Ferne noticed the seats were covered in red velvet. She stepped up into the sleigh. Chocolate followed and sat on the cushioned velvet seat close to her.
Karol turned round. “Put that rug round you to keep warm.”
Ferne tucked herself and Chocolate in with the blue and gold blanket.
“Everyone ready?” Karol called. “Then we’re off!”
He shook his sleigh whip and the bells began ringing.
The reindeer shook their harnesses and the echoing bells filled the night air. The birds in the fir trees woke up, chattering and singing. They took to the air with a fluttering of wings and then went back to roost.
The runners of the sleigh slid effortlessly across the snow and then… the sleigh took off.
They flew through the forest about a metre from the ground. They flew over an ice-covered lake. They flew past frosted trees full of glistening baubles. They flew over vast fields of snow.
Then in the distance, Ferne could see a mountain of ice. It was lit by moonlight and stars.
Chocolate had wriggled onto Ferne’s knee and was peering out. Her whiskers were blown back close to her face.
“We’re nearly there,” shouted Karol Christmas. His golden hair streamed out behind him.
He pulled twice on the reins and the reindeer slowed. They descended until their feet were stamping along the road. They finally stopped to a melody of bells.
There in front of them, was the ice mountain. Now that they were closer, Ferne could see that it was carved into tiers, like the seats at the theatre.
A luminous white light shone out across the snow to the sleigh. Ferne could see glowing beings dressed in white crowding every level. They had pure white, feathery wings.
“Are they angels?” asked Ferne.
“Yes,” said Karol Christmas, “they are Christmas Angels. They are going to give you a special Christmas present.”
He sat down and the angels began to sing.
It was Ferne’s favourite carol, ‘In the Deep Midwinter’. The music was so beautiful, tears collected in her eyes. They rolled down her face like pearls. Chocolate pressed her face against Ferne’s cheek.
At the top of the mountain she could see angels playing silver harps. As they sang and played, their wings flowed backwards and forwards.
The next carol was her mother’s favourite carol, ‘Silent Night’. It was lulling both her and Chocolate to sleep.
Then a tall angel stepped down from the ice steps and came towards the sleigh.

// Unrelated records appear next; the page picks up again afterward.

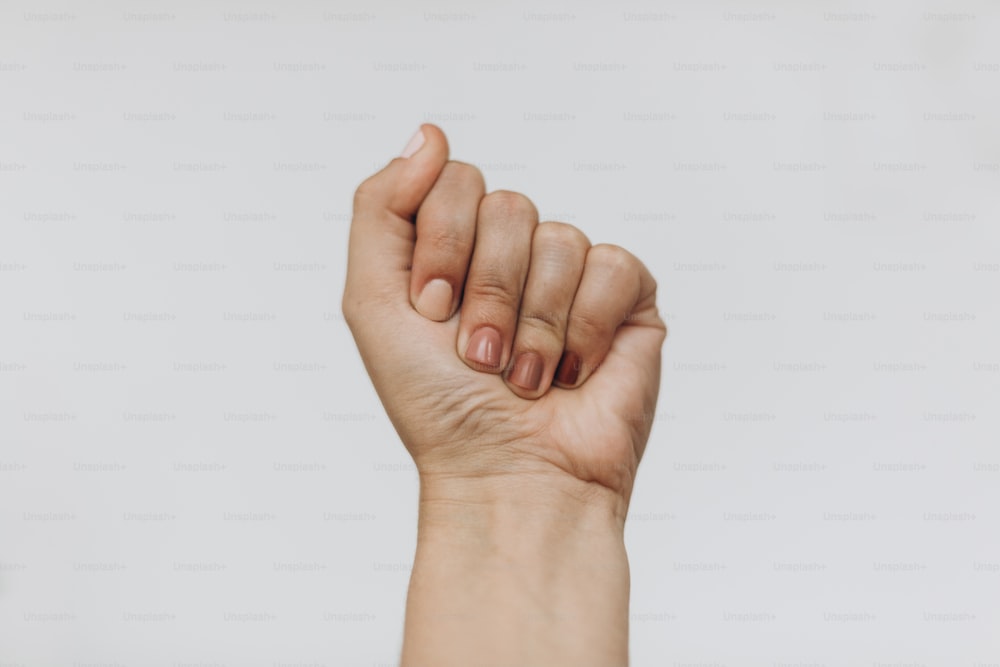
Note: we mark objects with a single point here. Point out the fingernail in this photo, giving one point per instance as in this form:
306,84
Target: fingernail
484,347
415,143
527,373
569,368
434,301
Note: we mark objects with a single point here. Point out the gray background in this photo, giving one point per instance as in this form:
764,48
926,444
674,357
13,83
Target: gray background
194,468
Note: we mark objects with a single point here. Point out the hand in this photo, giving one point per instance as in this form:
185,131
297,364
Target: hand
499,346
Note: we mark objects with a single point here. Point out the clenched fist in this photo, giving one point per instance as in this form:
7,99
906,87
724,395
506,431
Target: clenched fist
502,348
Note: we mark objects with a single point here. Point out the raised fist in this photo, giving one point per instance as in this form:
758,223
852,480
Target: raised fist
503,349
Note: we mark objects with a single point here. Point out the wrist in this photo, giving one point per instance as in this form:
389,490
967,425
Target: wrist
539,558
535,504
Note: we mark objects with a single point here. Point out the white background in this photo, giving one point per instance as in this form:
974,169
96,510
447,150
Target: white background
194,468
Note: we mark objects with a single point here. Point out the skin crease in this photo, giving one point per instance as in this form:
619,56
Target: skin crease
523,497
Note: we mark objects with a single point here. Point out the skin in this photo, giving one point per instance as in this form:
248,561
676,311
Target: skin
526,459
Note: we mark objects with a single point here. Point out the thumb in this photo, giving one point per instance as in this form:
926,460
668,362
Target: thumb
380,250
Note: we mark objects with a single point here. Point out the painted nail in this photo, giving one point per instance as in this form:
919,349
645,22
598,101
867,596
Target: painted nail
434,301
484,347
527,373
415,143
569,368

His wings were folded round his body, like those of a white dove. He held a rolled sheet of paper tied with silver ribbon.

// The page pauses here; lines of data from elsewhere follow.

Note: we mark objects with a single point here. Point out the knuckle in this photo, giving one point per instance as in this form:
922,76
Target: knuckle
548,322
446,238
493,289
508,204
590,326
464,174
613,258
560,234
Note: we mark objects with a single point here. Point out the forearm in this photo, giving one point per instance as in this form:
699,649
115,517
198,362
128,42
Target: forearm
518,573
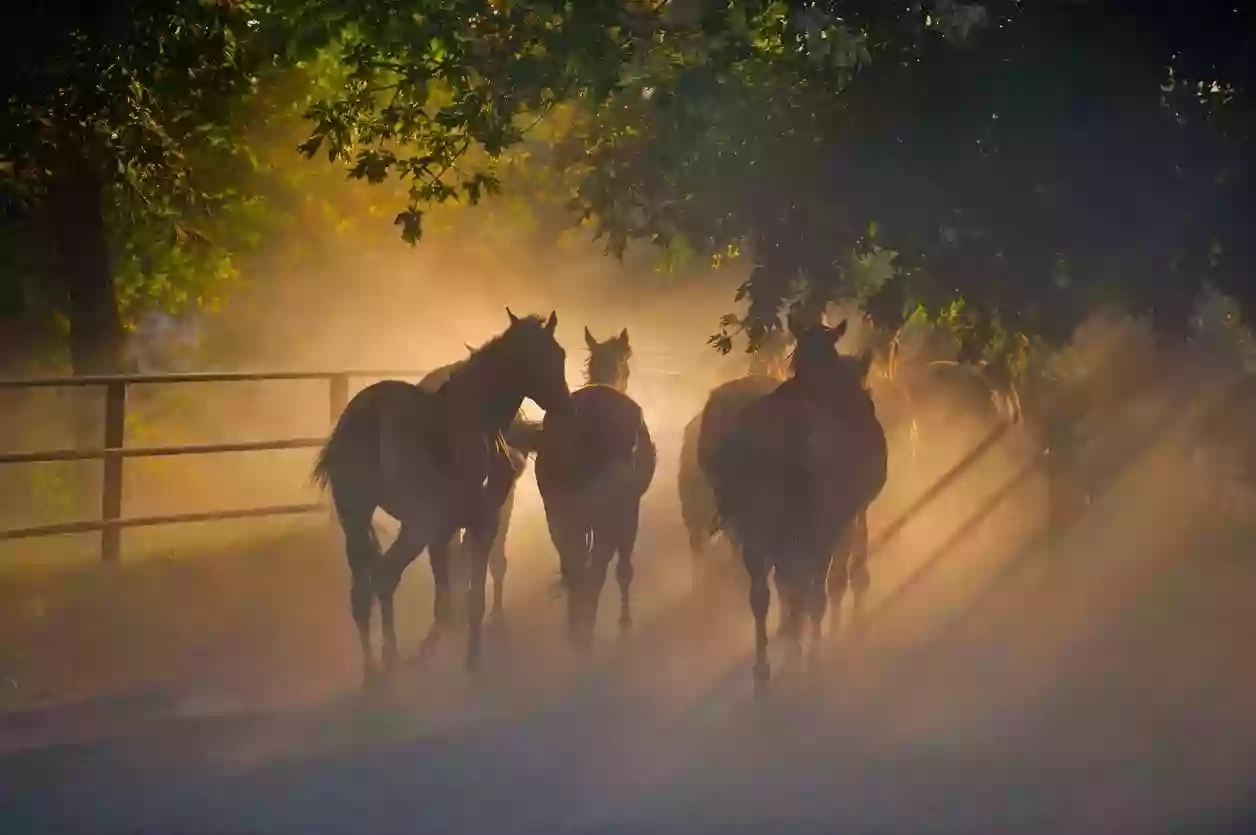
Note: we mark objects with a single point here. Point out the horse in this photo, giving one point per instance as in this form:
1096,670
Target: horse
519,442
793,479
594,462
768,368
436,462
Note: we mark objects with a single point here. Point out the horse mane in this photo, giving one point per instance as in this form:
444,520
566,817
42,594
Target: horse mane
602,368
489,348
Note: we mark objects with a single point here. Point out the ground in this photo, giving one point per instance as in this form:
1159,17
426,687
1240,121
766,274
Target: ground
994,692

“For you, Ferne” he said, “and for Chocolate and for all your family.”
He unrolled the scroll and began to read. The angels hummed a soft melody in the background.
This is what the angel read:
May snow fall in soft clouds
upon your field.
May stars sparkle in pearls of light
across your sky.
May frost lace in crystal patterns
down your windows.
May moons glitter their silvered rays
through curtains of dark.
May petalled roses of winter blossom
in your whitened garden.
May shards of diamond-ice necklace
round your house.
May doves of peace rest feathers
upon your vaulted roof.
May angels always light your
For you, at Christmastide.*
Ferne was entranced.
“Thank you so much,” she said, smiling. “That was the most beautiful poem I’ve ever heard.”

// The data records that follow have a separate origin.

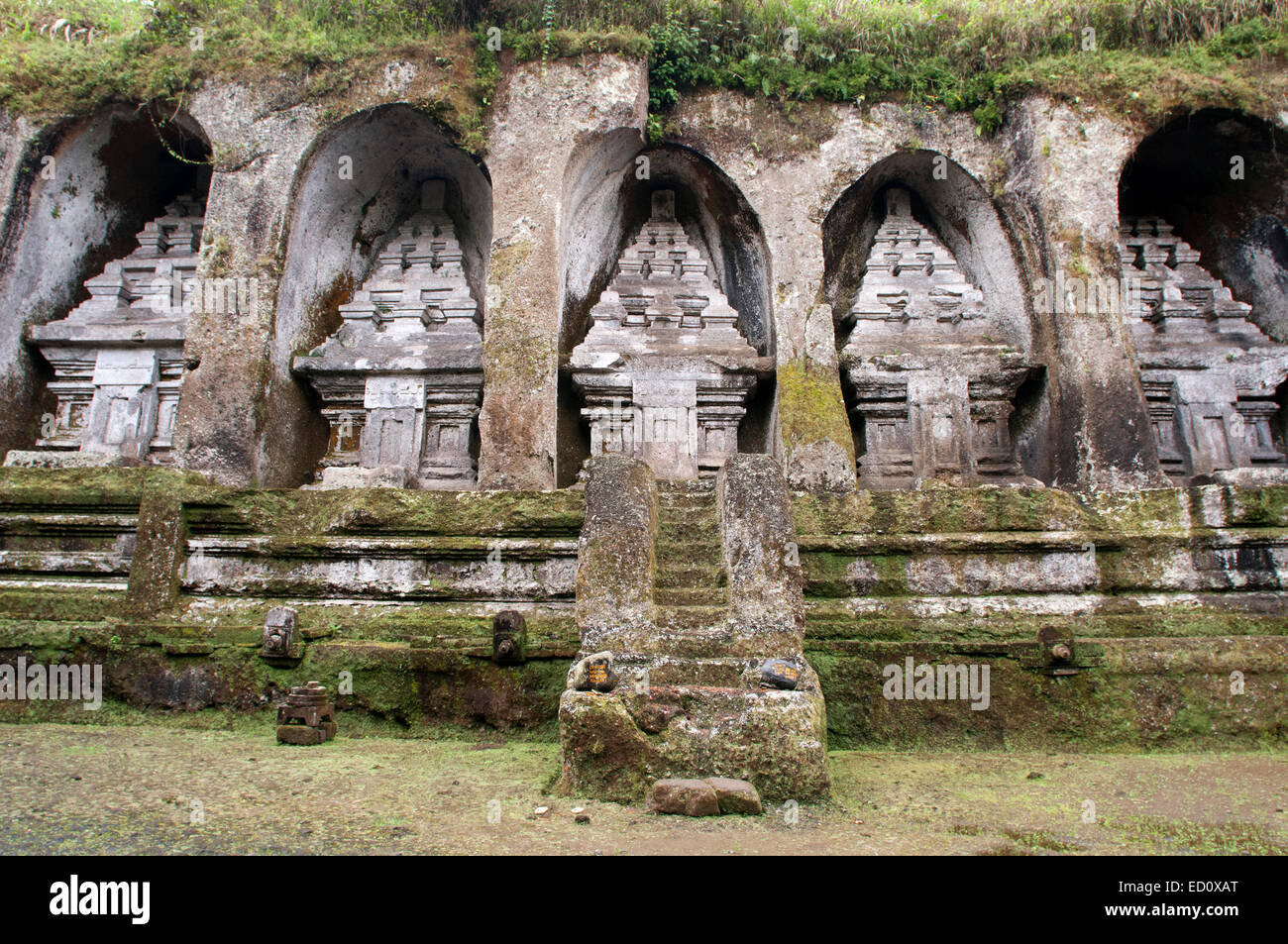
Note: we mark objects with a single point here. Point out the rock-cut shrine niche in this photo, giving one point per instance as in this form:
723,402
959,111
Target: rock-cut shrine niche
117,359
1210,373
402,378
931,377
665,371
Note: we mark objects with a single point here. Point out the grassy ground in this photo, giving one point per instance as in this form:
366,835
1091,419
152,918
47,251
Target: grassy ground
85,789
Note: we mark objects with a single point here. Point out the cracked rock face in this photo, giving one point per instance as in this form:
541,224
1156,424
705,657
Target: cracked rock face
932,384
665,369
117,357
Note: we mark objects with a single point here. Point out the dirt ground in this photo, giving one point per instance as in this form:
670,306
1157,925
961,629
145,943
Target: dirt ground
112,789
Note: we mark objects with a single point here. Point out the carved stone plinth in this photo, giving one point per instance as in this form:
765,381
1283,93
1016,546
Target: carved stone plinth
402,378
117,357
932,389
307,717
664,369
1209,372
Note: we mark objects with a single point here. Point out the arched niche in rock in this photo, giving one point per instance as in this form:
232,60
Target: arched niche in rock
666,334
376,351
103,235
940,364
1203,207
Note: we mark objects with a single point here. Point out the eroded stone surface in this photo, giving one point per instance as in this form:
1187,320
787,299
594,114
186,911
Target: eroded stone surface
402,378
684,797
665,369
1210,373
932,385
117,357
725,596
735,796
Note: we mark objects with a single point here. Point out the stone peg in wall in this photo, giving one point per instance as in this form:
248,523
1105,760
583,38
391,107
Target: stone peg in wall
509,638
279,635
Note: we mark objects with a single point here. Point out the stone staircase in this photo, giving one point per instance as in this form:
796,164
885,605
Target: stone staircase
690,700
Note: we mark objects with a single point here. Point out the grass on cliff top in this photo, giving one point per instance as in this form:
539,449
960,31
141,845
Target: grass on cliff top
1142,55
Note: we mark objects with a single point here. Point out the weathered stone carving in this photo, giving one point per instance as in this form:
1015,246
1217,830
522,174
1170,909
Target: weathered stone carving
307,716
1210,373
665,369
931,384
402,378
117,357
278,633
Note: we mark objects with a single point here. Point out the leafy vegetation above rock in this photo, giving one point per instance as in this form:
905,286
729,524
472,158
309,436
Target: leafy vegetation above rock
1142,56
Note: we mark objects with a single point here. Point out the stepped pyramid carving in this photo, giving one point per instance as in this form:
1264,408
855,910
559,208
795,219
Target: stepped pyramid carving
1210,373
117,357
664,369
930,381
402,378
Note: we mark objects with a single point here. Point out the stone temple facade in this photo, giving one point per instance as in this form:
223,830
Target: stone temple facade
664,369
1210,373
402,378
828,424
117,357
932,386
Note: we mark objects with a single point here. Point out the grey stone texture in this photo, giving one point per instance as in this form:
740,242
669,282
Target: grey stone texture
664,369
1210,373
782,211
117,357
402,378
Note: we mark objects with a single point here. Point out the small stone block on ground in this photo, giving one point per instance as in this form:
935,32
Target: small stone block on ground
684,797
735,796
299,734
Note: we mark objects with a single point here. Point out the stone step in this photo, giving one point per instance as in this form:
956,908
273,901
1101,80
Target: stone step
688,618
691,596
666,670
697,530
682,575
690,554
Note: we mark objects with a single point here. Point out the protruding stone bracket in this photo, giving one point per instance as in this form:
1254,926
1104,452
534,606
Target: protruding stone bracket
616,553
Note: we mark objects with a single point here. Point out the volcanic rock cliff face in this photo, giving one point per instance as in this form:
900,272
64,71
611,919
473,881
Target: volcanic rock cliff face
862,382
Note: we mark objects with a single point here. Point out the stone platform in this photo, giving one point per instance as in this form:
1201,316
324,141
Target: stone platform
709,588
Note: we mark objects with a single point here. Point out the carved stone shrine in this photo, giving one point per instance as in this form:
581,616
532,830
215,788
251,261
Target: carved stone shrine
931,384
117,357
665,369
402,378
1210,373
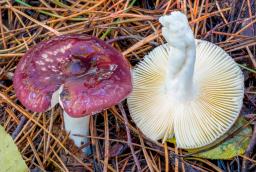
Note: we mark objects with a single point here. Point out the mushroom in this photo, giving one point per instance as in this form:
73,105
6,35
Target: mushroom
82,73
187,88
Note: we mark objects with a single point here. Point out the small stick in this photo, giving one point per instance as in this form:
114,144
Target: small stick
23,121
129,140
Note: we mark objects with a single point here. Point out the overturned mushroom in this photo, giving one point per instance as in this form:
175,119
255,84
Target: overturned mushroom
187,88
82,73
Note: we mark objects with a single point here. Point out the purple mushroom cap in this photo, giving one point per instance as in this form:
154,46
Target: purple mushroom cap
94,75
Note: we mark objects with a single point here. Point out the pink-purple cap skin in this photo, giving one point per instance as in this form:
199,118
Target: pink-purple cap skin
94,75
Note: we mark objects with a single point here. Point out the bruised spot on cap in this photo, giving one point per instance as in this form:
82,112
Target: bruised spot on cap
94,75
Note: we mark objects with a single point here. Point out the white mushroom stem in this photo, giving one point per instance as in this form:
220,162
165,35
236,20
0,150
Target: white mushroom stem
180,39
78,129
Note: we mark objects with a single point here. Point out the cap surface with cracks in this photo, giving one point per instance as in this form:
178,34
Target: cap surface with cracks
187,88
92,74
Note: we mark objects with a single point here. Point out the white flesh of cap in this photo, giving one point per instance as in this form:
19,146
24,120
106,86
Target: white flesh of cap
199,116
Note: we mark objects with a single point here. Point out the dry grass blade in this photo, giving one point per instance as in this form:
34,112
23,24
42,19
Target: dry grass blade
132,28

The angel smiled and walked towards her. Chocolate disappeared under the blanket. The angel handed her the rolled-up poem tied with silver ribbon.
His wings furled and unfurled. A tiny silver harp landed in her lap.
“This is a special harp, Ferne. Just pluck the strings and it will inspire you write beautiful poems. Just ask us and we will always be there to help you.”
“He reached down and touched her head. Her eyes became heavy.
The sleigh had lifted up again.
She could hear the soft sound of many wings beating. Snow had begun to fall. The snowflakes whirled round and round, round and round, round and round…
“Thank you,” Ferne sighed, as she cuddled Chocolate closer.
The bedroom curtains were parted and the full moon shone onto the bed. Ferne awoke.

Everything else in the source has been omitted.